Speakrs has a batch mode, where you can run on multiple files at once, doing this also lets you keep CPU/GPU/ANE all fully utilized.This is why on linux/cuda its not that much faster, PyAnnotate is already optimized to run on cuda, the speed improvements we get on cuda is by running some stuff on cpu while the other stuff runs on the GPU. The speedup on linux will depend on how powerful the CPU is.There is also a fast mode, that sacrifices some speed for accuracy, that can be up to 50x faster, and for some types of audio doesn't sacrifice that much accuracy.
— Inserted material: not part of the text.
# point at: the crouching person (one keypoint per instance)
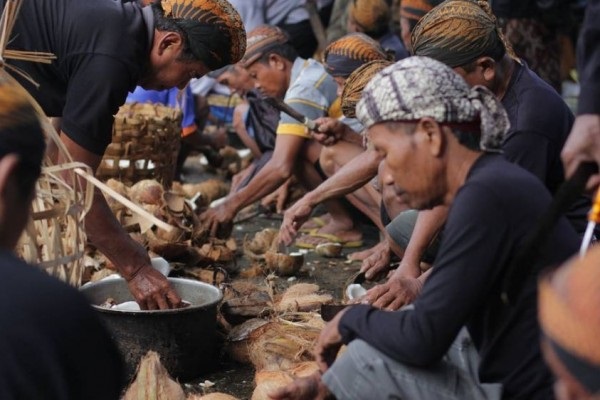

The benchmarks have more info on this.

Developer Debate & Comments

No active discussions extracted for this entry yet.

Frequently Asked Questions

Market intelligence mapped to Speakrs, a Rust/ONNX implementation of the PyAnnotate diarization pipeline..

What is the technical positioning of Speakrs, a Rust/ONNX implementation of the PyAnnotate diarization pipeline.?
Based on our AI analysis of the original developer request, its primary technical positioning is: A significantly faster, Python-runtime-free alternative to PyAnnotate, offering 20-37x speed improvements on macOS through optimized hardware utilization (CPU, Neural Engine, GPU), with batch and fast modes.
What are the foundational technologies related to Speakrs, a Rust/ONNX implementation of the PyAnnotate diarization pipeline.?
Our proprietary extraction maps Speakrs, a Rust/ONNX implementation of the PyAnnotate diarization pipeline. to adjacent architectural concepts including diarization pipeline, Rust, ONNX Runtime, CoreML.

Engagement Signals

2
Upvotes
0
Comments

Cross-Market Term Frequency

Quantifies the cross-market adoption of foundational terms like Rust and GPU by tracking occurrence frequency across active SaaS architectures and enterprise developer debates.